5 Simple Exercises to Tighten Loose Arm


Flabby or big arms can really put you down and ruin your image! Arm fat is disgusting, isn’t it? 

It is just like stomach fat. It is a small part of your equation. If you have arm fat, then probably you have and belly fat. It is just how our bodies work. Do you have excess fat in one place? Then, you probably have it in another place too.

Big arms are hard to carry in a slim fit dress and going sleeveless is a huge embarrassment.

It is never too late to begin exercise for arms and the best calisthenics program often includes arm toning exercises. It does not just reduce the fat around the area, but it also gives you toned arms. You will start feeling confident about yourself.

Just follow these simple exercises for arms and you will be happy you did so. There is no need to become a member of a well-known gym and burn a hole in your pocket. You can perform these exercises in your house itself, using the things available. With these arm toning exercises, you can make your flabby arms – fabulous in just 2 months. But you need to be determined enough to do so.

Push Ups



Get in the push-up position on your toes with your hands directly under your shoulders. Your body should be as straight as possible, maintaining the neutral alignment of your head. This is your start position.

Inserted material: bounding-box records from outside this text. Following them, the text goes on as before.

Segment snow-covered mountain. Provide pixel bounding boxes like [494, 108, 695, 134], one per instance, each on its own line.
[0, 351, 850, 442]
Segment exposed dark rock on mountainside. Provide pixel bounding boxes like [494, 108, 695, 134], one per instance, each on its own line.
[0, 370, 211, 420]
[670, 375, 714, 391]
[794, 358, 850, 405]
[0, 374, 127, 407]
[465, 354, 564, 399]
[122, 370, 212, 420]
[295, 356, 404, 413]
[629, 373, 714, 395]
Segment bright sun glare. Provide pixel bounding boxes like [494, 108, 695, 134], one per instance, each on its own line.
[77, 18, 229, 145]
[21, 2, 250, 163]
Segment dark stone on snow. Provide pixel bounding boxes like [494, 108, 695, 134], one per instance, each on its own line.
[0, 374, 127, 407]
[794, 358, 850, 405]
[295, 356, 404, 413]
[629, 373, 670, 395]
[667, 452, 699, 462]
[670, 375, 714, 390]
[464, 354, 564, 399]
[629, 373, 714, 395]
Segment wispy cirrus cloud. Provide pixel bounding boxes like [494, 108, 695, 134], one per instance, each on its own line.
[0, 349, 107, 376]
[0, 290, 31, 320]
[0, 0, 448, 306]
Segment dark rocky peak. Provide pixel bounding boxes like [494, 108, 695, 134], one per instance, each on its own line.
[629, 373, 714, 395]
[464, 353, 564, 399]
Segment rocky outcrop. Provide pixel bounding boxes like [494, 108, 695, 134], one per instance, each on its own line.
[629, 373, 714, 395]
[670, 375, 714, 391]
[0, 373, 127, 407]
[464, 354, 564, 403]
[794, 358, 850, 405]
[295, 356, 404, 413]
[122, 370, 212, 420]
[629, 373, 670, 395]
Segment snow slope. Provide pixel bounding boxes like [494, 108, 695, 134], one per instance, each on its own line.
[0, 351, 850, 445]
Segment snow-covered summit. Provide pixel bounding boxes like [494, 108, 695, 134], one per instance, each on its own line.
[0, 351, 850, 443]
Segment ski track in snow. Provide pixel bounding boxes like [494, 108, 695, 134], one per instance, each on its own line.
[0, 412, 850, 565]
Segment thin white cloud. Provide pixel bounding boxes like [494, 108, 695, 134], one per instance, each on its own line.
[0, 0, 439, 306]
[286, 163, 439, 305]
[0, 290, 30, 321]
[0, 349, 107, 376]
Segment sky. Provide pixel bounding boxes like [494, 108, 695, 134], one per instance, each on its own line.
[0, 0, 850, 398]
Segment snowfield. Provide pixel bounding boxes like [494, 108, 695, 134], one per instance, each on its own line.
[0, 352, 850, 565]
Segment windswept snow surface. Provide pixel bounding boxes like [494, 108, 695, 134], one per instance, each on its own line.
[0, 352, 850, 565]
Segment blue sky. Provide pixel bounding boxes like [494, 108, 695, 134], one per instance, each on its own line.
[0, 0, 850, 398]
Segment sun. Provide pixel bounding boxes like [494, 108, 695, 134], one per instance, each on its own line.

Allow your elbows to break as you lower your body toward the floor but don’t allow it to touch. Keep your body as straight as possible. Your elbows should be pointing rearward, bent about 90 degrees, at the bottom position.

Press back up through your hands to full arm extension.

Repeat for the required number of reps.

Triceps dumbbell kickback


Start with a dumbbell in each hand and your palms facing your torso. Keep your back straight with a slight bend in the knees and bend forward at the waist. Your torso should be almost parallel to the floor. Make sure to keep your head up. Your upper arms should be close to your torso and parallel to the floor. Your forearms should be pointed towards the floor as you hold the weights. There should be a 90-degree angle formed between your forearm and upper arm. This is your starting position.

Now, while keeping your upper arms stationary, exhale and use your triceps to lift the weights until the arm is fully extended. Focus on moving the forearm.

After a brief pause at the top contraction, inhale and slowly lower the dumbbells back down to the starting position.

Triceps Dips


Slide your butt off the front of the bench with your legs extended out in front of you.

Straighten your arms, keeping a little bend in your elbows to keep tension on your triceps and off your elbow joints.

Position your hands shoulder-width apart on a secured bench or stable chair.

Slowly bend your elbows to lower your body toward the floor until your elbows are at about a 90-degree angle. Be sure to keep your back close to the bench.

Once you reach the bottom of the movement, press down into the bench to straighten your elbows, returning to the starting position. This completes one rep.

Keep your shoulders down as you lower and raise your body. You can bend your legs to modify this exercise.

Bent Over Barbell Row


Holding a barbell with a pronated grip (palms facing down), bend your knees slightly and bring your torso forward, by bending at the waist, while keeping the back straight until it is almost parallel to the floor. Tip: Make sure that you keep the head up. The barbell should hang directly in front of you as your arms hang perpendicular to the floor and your torso. This is your starting position.

Now, while keeping the torso stationary, breathe out and lift the barbell to you. Keep the elbows close to the body and only use the forearms to hold the weight. At the top contracted position, squeeze the back muscles and hold for a brief pause.

Then inhale and slowly lower the barbell back to the starting position.

Triceps Extension


To begin, stand up with a dumbbell held by both hands. Your feet should be about shoulder-width apart from each other. Slowly use both hands to grab the dumbbell and lift it over your head until both arms are fully extended.

The resistance should be resting in the palms of your hands with your thumbs around it. The palm of the hands should be facing up towards the ceiling. This will be your starting position.

Keeping your upper arms close to your head with elbows in and perpendicular to the floor, lower the resistance in a semicircular motion behind your head until your forearms touch your biceps.

Tip: The upper arms should remain stationary and only the forearms should move. Breathe- in as you perform this step.

Go back to the starting position by using the triceps to raise the dumbbell. Breathe- out as you perform this step.

Repeat for the recommended amount of repetitions.